Review article: the role of HSD17B13 on global epidemiology, natural history, pathogenesis and treatment of NAFLD

Abstract

Background: Non-alcoholic fatty liver disease (NAFLD) occurs in around a quarter of the global population and is one of the leading causes of chronic liver disease. The phenotypic manifestation and the severity of NAFLD are influenced by an interplay of environmental and genetic factors. Recently, several inactivating variants in the novel 17-Beta hydroxysteroid dehydrogenase 13 (HSD17B13) gene have been found to be associated with a reduced risk of chronic liver diseases, including NAFLD.

Aims: To review the existing literature on the epidemiology of HSD17B13 and discuss its role in the natural history, disease pathogenesis and treatment of NAFLD.

Methods: We extensively searched relevant literature in PubMed, Google Scholar, clinicaltrials.gov and the reference list of articles included in the review.

Results: HSD17B13 is a liver-specific, lipid droplet (LD)-associated protein that has enzymatic pathways involving steroids, pro-inflammatory lipid mediators and retinol. The estimated prevalence of the best characterised HSD17B13 variant (rs72613567) ranges from 5% in Africa to 34% in East Asia. Loss-of-function variants in HSD17B13 are protective against the progression of NAFLD from simple steatosis to non-alcoholic steatohepatitis (NASH), liver fibrosis, cirrhosis and hepatocellular carcinoma. Emerging data from mechanistic and preclinical studies with RNA interference (RNAi) and small molecule agents indicate that inhibiting HSD17B13 activity may prevent NAFLD progression.

Conclusions: The loss-of-function polymorphisms of the newly identified HSD17B13 gene mitigate the progression of NAFLD. It is important to understand the exact mechanism by which these variants exert a protective effect and implement the gathered knowledge in the treatment of NAFLD.

Figure 1.. Proposed role of HSD17B13 in modulating disease progression in NAFLD.

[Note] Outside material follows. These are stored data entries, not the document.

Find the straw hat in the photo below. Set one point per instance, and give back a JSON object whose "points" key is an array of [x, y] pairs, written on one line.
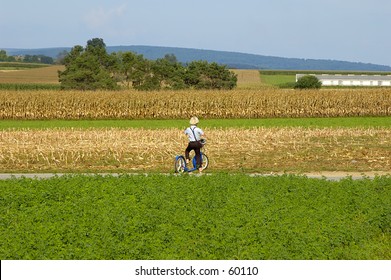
{"points": [[194, 121]]}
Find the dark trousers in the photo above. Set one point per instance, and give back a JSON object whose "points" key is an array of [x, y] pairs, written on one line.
{"points": [[196, 146]]}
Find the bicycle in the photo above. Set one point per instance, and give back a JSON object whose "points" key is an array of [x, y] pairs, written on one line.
{"points": [[181, 165]]}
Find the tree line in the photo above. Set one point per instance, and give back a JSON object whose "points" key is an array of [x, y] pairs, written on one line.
{"points": [[92, 67]]}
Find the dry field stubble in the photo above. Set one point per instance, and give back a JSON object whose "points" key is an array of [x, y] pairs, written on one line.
{"points": [[46, 75], [248, 150], [239, 103]]}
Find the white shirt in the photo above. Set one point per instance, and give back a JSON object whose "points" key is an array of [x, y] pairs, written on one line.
{"points": [[197, 133]]}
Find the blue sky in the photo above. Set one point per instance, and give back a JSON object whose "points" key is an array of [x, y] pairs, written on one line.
{"points": [[356, 31]]}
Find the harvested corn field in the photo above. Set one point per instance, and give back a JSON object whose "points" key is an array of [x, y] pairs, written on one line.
{"points": [[246, 103], [144, 150]]}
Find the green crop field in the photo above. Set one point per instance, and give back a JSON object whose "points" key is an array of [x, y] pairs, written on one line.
{"points": [[254, 128], [221, 216]]}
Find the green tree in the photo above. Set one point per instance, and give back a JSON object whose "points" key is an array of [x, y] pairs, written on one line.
{"points": [[88, 68], [308, 82], [204, 75], [169, 72]]}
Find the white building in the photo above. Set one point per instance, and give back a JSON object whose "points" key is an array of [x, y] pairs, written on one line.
{"points": [[351, 80]]}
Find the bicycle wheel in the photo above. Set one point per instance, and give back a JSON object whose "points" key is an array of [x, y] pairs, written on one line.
{"points": [[205, 162], [180, 164]]}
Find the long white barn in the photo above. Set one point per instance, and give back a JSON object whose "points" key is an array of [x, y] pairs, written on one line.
{"points": [[351, 80]]}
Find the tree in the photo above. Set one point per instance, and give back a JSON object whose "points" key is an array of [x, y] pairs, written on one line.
{"points": [[204, 75], [88, 68], [308, 82]]}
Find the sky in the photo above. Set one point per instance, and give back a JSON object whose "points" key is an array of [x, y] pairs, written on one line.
{"points": [[350, 30]]}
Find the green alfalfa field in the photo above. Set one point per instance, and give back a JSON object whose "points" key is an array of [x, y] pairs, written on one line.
{"points": [[221, 216]]}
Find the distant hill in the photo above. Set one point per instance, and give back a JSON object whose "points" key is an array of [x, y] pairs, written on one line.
{"points": [[231, 59]]}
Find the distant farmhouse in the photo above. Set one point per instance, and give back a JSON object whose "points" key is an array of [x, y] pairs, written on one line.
{"points": [[352, 80]]}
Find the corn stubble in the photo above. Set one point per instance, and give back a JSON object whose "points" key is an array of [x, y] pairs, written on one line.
{"points": [[141, 150], [240, 103]]}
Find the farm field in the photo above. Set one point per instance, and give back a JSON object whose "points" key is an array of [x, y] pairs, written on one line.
{"points": [[242, 104], [186, 217], [245, 150], [225, 214], [41, 75]]}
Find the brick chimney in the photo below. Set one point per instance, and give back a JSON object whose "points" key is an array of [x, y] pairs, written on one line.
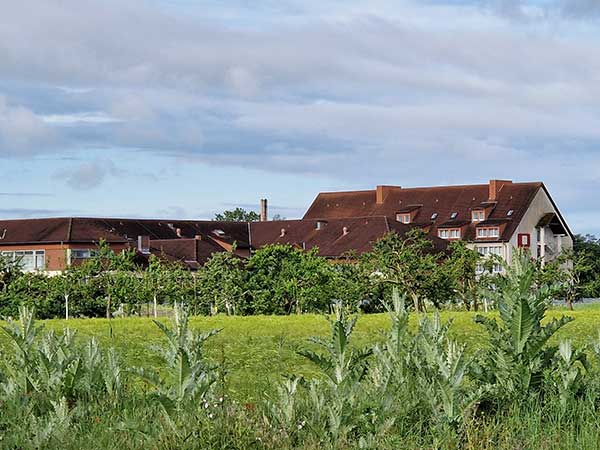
{"points": [[383, 191], [263, 210], [144, 244], [494, 188]]}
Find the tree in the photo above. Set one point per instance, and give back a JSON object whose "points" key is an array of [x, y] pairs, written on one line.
{"points": [[221, 284], [461, 267], [410, 263], [283, 279], [238, 215], [586, 255], [160, 282]]}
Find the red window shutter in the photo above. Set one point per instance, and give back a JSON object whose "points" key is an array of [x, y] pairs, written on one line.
{"points": [[524, 240]]}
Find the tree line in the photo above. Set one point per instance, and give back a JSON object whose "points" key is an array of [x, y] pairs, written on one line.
{"points": [[283, 279]]}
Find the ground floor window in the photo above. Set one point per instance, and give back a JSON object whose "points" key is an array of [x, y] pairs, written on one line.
{"points": [[82, 253], [28, 260]]}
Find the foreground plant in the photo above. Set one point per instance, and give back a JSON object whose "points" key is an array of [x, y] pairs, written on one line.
{"points": [[519, 353], [189, 376]]}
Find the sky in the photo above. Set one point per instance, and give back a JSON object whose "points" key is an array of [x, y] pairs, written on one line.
{"points": [[185, 108]]}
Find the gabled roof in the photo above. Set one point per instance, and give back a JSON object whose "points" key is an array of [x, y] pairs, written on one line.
{"points": [[362, 233], [92, 230], [190, 251], [443, 200]]}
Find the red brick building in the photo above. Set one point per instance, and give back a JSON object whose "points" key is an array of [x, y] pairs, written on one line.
{"points": [[493, 218]]}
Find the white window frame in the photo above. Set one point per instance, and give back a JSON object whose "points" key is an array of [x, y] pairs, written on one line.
{"points": [[403, 217], [478, 215], [35, 254], [489, 232]]}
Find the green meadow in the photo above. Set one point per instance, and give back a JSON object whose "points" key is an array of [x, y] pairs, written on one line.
{"points": [[260, 351]]}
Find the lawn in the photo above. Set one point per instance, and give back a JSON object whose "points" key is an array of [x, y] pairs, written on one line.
{"points": [[259, 351]]}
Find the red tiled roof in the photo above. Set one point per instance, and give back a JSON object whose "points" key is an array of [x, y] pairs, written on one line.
{"points": [[362, 233], [443, 200], [189, 251], [91, 230]]}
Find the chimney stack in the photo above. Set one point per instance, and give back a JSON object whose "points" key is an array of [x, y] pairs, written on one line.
{"points": [[264, 216], [144, 244], [383, 191], [494, 188]]}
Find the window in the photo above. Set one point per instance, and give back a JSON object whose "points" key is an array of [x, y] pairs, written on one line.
{"points": [[29, 260], [82, 253], [478, 216], [493, 232], [492, 250], [403, 218], [524, 240], [449, 233]]}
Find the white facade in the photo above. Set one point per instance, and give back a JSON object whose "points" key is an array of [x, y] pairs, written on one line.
{"points": [[544, 243]]}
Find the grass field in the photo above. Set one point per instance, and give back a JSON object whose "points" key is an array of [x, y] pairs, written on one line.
{"points": [[259, 351]]}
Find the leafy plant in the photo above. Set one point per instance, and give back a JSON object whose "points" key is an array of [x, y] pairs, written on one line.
{"points": [[518, 353], [189, 376]]}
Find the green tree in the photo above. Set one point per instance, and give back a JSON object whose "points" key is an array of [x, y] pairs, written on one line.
{"points": [[221, 284], [461, 268], [284, 279], [238, 215], [411, 263], [586, 255]]}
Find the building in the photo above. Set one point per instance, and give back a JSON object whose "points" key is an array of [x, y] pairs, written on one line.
{"points": [[52, 244], [493, 218]]}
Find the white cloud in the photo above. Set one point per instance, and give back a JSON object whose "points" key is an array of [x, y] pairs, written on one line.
{"points": [[22, 131], [88, 175]]}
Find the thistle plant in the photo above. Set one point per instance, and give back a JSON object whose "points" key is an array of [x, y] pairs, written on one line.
{"points": [[518, 354], [189, 376], [336, 397]]}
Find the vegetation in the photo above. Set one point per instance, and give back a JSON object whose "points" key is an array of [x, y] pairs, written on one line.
{"points": [[282, 279], [399, 381], [238, 215]]}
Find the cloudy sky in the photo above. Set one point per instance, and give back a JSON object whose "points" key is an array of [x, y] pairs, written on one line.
{"points": [[183, 108]]}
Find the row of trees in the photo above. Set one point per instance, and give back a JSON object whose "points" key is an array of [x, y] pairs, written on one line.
{"points": [[277, 279]]}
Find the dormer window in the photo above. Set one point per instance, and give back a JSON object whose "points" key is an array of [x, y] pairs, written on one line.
{"points": [[478, 215], [491, 232], [403, 217], [449, 233]]}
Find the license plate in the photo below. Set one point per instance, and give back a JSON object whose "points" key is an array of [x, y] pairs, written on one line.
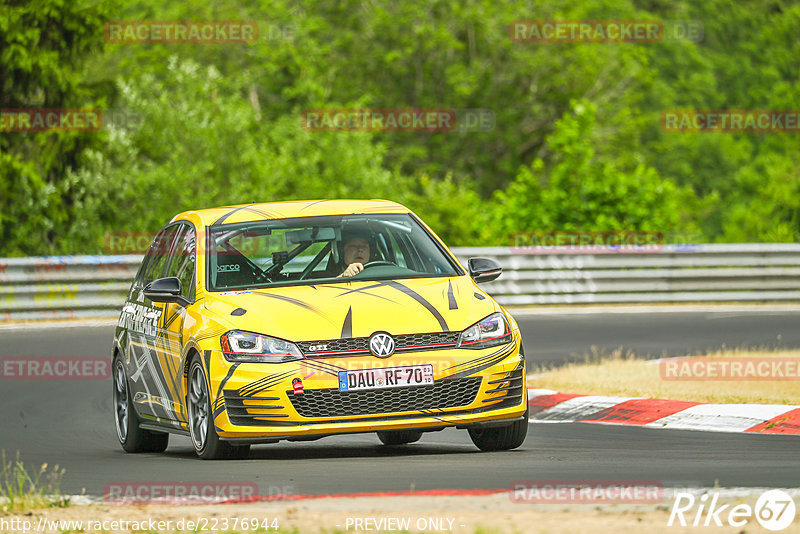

HSD17B13 expression is induced by liver x receptor-α (LXR-α) through sterol regulatory binding protein-1c (SREBP-1c) in the hepatocyte nucleus. HSD17B13 is then targeted from the endoplasmic reticulum to lipid droplets. Wild type HSD17B13 catalyzes the conversion of retinol to retinaldehyde. Genetic polymorphism in HSD17B13 results in a loss of this enzymatic activity, which increases retinol-retinol binding protein (RBP4)-transthyretin (TTR) transport from hepatocytes. PNPLA3 is located on lipid droplets, and it has hydrolase activity towards retinyl esters in hepatic stellate cells (HSCs). The I148M mutation results in a loss of retinyl esterase activity with retinol retention in HSCs. Retinoids play an important role in hepatic immunomodulation and suppression of HSC-mediated fibrogenesis. Abbreviations: CRBP1, cellular retinol-binding protein 1.

Figure 2.. Worldwide prevalence of HSD17B13 rs72613567 minor allele in general population.

Data based on MAF in the general population are as follows: Africa, America, East Asia, Europe, South Asia: 1000 Genomes project. Abbreviations: MAF, minor allele frequency.

Figure 3.. Worldwide prevalence of HSD17B13 rs72613567 minor allele in patients with NAFLD.

Data based on MAF in patients with NAFLD are as follows: Argentina, data from Pirola; Austria, calculated from genotype frequency; China, data from Sun; Finland, calculated from genotype frequency; Germany, calculated from genotype frequency; Italy, data from Anstee; Malaysia, data from Ting; South Korea, data from Koo; Switzerland, calculated from genotype frequency; US, data from Serper. Abbreviations: MAF, minor allele frequency.

Figure 4.. siRNA-based inhibition of HSD17B13 expression.

The small interfering RNA (siRNA) targeting HSD17B13 mRNA is conjugated with a triantennary N-Acetylgalactosamine (GalNAc). GalNAc binds to the asialoglycoprotein receptor (ASGPR), which is highly expressed on hepatocytes, thus targeting siRNA to the liver. The siRNA-ASGPR complex is then taken into hepatocytes by clathrin-mediated endocytosis, where the siRNA causes HSD17B13 mRNA destruction through the RNA-induced silencing complex (RISC) in the cytoplasm.